Fintech cooperation agreements with Australia and France were concluded late in 2017 by Canadian securities regulators representing Canada’s eight largest provinces.
These agreements have two broad purposes:
- sharing “lessons learned” from fintech regulation initiatives; and
- creating mutual referral processes that will enable innovative fintech businesses to enter new markets.
The Canadian jurisdictions that have not signed on to the Australian and French agreements are Newfoundland & Labrador, Prince Edward Island and the three northern territories.
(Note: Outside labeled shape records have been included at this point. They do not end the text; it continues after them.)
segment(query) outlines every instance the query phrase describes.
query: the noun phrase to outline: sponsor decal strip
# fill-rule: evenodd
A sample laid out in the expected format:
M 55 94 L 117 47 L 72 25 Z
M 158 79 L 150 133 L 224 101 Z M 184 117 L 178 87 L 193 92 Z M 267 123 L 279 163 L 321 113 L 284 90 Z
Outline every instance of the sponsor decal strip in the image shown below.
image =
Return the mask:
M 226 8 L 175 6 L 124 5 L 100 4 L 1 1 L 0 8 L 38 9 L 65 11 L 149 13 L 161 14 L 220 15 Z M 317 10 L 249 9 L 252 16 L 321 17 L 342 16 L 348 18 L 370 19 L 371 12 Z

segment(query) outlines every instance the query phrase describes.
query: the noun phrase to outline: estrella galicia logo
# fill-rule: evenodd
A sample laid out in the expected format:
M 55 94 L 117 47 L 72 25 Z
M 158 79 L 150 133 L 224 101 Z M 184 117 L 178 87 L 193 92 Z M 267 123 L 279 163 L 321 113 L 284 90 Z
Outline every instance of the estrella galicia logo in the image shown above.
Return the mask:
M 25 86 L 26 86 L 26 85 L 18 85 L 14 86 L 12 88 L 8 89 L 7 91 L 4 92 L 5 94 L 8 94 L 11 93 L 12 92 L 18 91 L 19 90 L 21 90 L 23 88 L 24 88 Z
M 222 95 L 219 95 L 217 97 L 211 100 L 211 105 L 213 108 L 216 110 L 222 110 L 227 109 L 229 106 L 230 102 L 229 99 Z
The cooperation agreement with the Australian Securities and Investments Commission (ASIC) essentially extends the agreement signed in 2016 between ASIC and the Ontario Securities Commission (OSC) to the following additional regulators:
- Alberta Securities Commission
- British Columbia Securities Commission
- Manitoba Securities Commission
- Financial and Consumer Services Commission (New Brunswick)
- Nova Scotia Securities Commission
- Autorité des Marchés Financiers (Quebec)
- Financial and Consumer Affairs Authority of Saskatchewan
The agreement between the eight jurisdictions and France’s Autorité des Marchés Financiers (AMF France) has the same purposes as the Australian agreement and generally follows the same template. One minor difference is that the agreement with France is to be reviewed within two years while the agreement with Australia will be reviewed only as required.
- The agreements with Australia and France follow a similar agreement among the same Canadian regulators with the Financial Services Regulatory Authority of Abu Dhabi, which we discussed here. The OSC also announced an agreement with the U.K. Financial Conduct Authority in March of 2017.
- The agreements do not pertain to the sharing of information among the Canadian commissions.